Fonte: La Repubblica

di Antonello Guerrera

La premier britannica May vede il caponegoziatore europeo Barnier e il presidente della commissione Juncker. Manca l’accordo su alcuni dettagli fondamentali, tra cui il confine irlandese. E il vertice decisivo slitta ancora

Il vertice a Bruxelles tra la premier britannica Theresa May e i leader dell’Unione Europea non ha portato alcuna novità. Lo stallo rimane: per ora, hanno deciso i 27 Paesi Ue, resta in sospeso anche il vertice straordinario del 17-18 novembre fino a quando non ci saranno evidenti passi concreti in avanti. Difatti, nonostante l’ottimismo di circostanza, le divergenze sono spiccate anche in frasi e intenti apparentemente simili dei protagonisti.

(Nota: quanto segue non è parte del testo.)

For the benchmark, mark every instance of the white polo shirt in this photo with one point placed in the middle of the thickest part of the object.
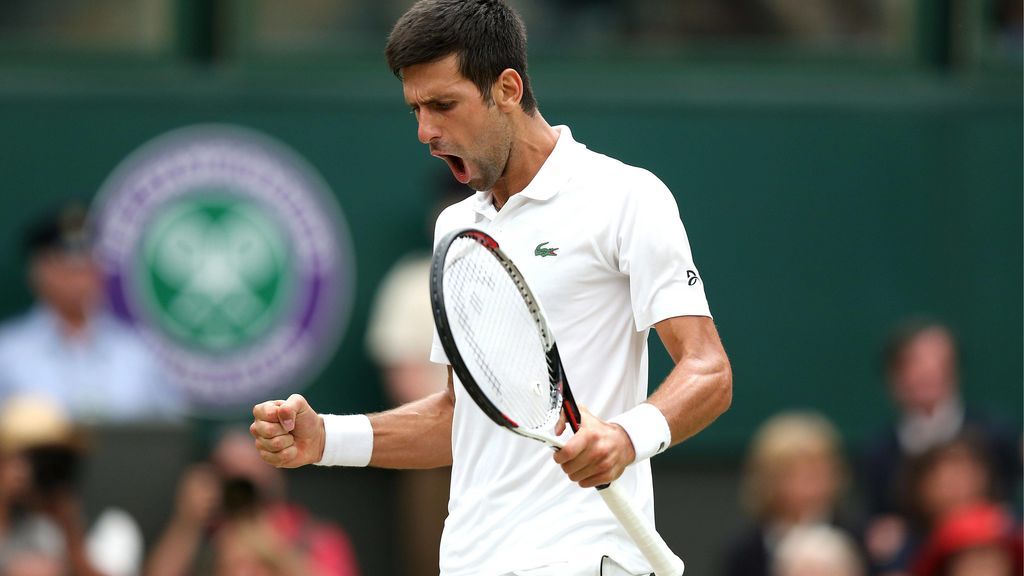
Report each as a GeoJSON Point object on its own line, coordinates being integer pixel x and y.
{"type": "Point", "coordinates": [602, 247]}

Se May ha detto arrivando nella capitale belga che “l’accordo è a portata di mano, può essere raggiunto nei prossimi giorni o settimane”, il capo negoziatore dell’Unione Europea, Michel Barnier, un’ora dopo ha subito puntualizzato che invece manca “molto tempo” per arrivare alla soluzione.
Per il presidente del Parlamento europeo Antonio Tajani May “non ha portato niente di nuovo al tavolo”. Ed era previsto, viste le spaccature interne del partito conservatore e di tutto il governo britannico, in forte crisi d’identità. La presidente della Lituania, Dalia Grybauskaite, è stata più sarcastica su Twitter: “Cena sulla Brexit: negoziati non nel menù. Ci aspettiamo una ‘full English breakfast’ (colazione inglese completa, ndr) al prossimo Consiglio europeo”. May non ha neanche partecipato alla cena con i 27 leader europei, è andata via prima.
Sono dettagli, ma cruciali, quelli che stanno rallentando il raggiungimento di un accordo sulla Brexit che farebbe tirare a tutti un sospiro di sollievo. Il 29 marzo 2019, il limite massimo entro cui l’accordo dovra essere approvato e votato dai parlamenti britannici ed europei, è sempre più vicino. Fonti britanniche parlano di “85% di obiettivi raggiunti”, Merkel si è spinta addirittura al 90%. Ma mancano quei “dettagli” fondamentali. Innanzitutto, la risoluzione dell’annosa questione irlandese e del ritorno dei confini tra nord e sud che potrebbero aizzare vecchie tensioni e violenze. Rimane dunque il nodo del “backstop”, cioè il regime temporaneo di pressoché libera circolazione di merci e persone attraverso il confine irlandese in attesa di una soluzione a lungo termine. Londra la vuole limitata nel tempo, l’Europa in vigore fino a quando ce ne sarà bisogno.
L’Ue ieri ha anche offerto un prolungamento di un anno del periodo di transizione (sinora previsto da aprile 2019 a dicembre 2020, in caso di accordo entro il marzo prossimo), per avere più tempo per raggiungere un compromesso stabile. Una ipotesi che May stessa aveva già ponderato nelle settimane scorse, ma ieri la sua reazione è stata fredda sempre a causa delle fratture interne a Londra. Intanto, oggi il governo francese ha minacciato l’obbligo di visto per i cittadini britannici in Francia, in caso di nessun accordo Uk-Ue entro la fatidica data del 29 marzo 2019, quando il divorzio sarà ufficiale. E coloro che a quel punto non dimostreranno di essere cittadini regolarmente residenti verranno considerati immigrati irregolari, a rischio espulsione.